= Margaret Armstrong (geostatistician) =

Australian geostatistician

Margaret Armstrong is an Australian geostatistician, mathematical geoscientist, and textbook author. She works as an associate professor in the School of Applied Mathematics at the Fundação Getúlio Vargas in Brazil, and as a research associate in the Centre for Industrial Economics of Mines ParisTech in France.

==Education==
Armstrong graduated from the University of Queensland in 1972, with a bachelor's degree in mathematics and a diploma of education.
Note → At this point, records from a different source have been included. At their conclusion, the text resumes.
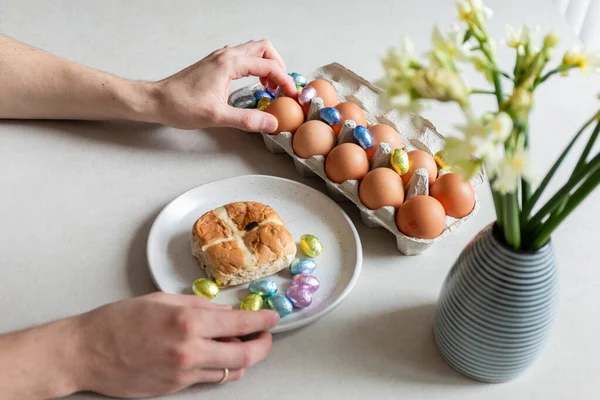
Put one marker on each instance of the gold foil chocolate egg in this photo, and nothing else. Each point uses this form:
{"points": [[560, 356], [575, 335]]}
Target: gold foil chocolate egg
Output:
{"points": [[263, 103], [399, 161], [311, 245], [206, 288], [252, 302]]}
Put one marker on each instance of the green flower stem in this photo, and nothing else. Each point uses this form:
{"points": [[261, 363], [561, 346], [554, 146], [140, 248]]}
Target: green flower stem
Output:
{"points": [[499, 205], [512, 230], [587, 149], [527, 207], [525, 186], [582, 159], [481, 91], [557, 199], [561, 68], [555, 220]]}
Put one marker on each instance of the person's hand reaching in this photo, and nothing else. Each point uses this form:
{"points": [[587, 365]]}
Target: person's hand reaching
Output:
{"points": [[196, 97], [163, 343]]}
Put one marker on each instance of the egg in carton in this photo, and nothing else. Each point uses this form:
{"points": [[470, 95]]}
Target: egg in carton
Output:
{"points": [[415, 132]]}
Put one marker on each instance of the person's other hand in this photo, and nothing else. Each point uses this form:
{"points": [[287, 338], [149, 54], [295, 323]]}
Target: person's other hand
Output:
{"points": [[161, 343], [196, 97]]}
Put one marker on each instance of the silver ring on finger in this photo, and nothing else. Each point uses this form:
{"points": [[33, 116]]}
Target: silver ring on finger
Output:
{"points": [[225, 376]]}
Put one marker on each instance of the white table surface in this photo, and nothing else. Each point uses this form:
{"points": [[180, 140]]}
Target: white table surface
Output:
{"points": [[77, 199]]}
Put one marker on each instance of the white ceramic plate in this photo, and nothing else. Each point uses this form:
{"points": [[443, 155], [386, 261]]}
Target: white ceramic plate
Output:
{"points": [[303, 210]]}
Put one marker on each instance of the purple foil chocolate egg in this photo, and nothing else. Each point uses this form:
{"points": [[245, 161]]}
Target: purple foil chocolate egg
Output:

After working as a mathematics teacher she returned to graduate study, first with a master's degree in mathematics from Queensland in 1977, and then with Georges Matheron at the École des Mines de Paris. She completed her doctorate there in 1980.

==Books==
Armstrong is the author of the textbook Basic Linear Geostatistics (Springer, 1998), and co-author of the book Plurigaussian Simulations in Geosciences (Springer, 2003; 2nd ed., 2011). With Matheron, she edited Geostatistical Case Studies (Springer, 1987).

==Recognition==
In 1998, Armstrong was the winner of the John Cedric Griffiths Teaching Award of the International Association for Mathematical Geosciences. The award statement noted "her aptitude at the blackboard", the international demand for her short courses, and the "great clarity" of her book Basic Linear Geostatistics.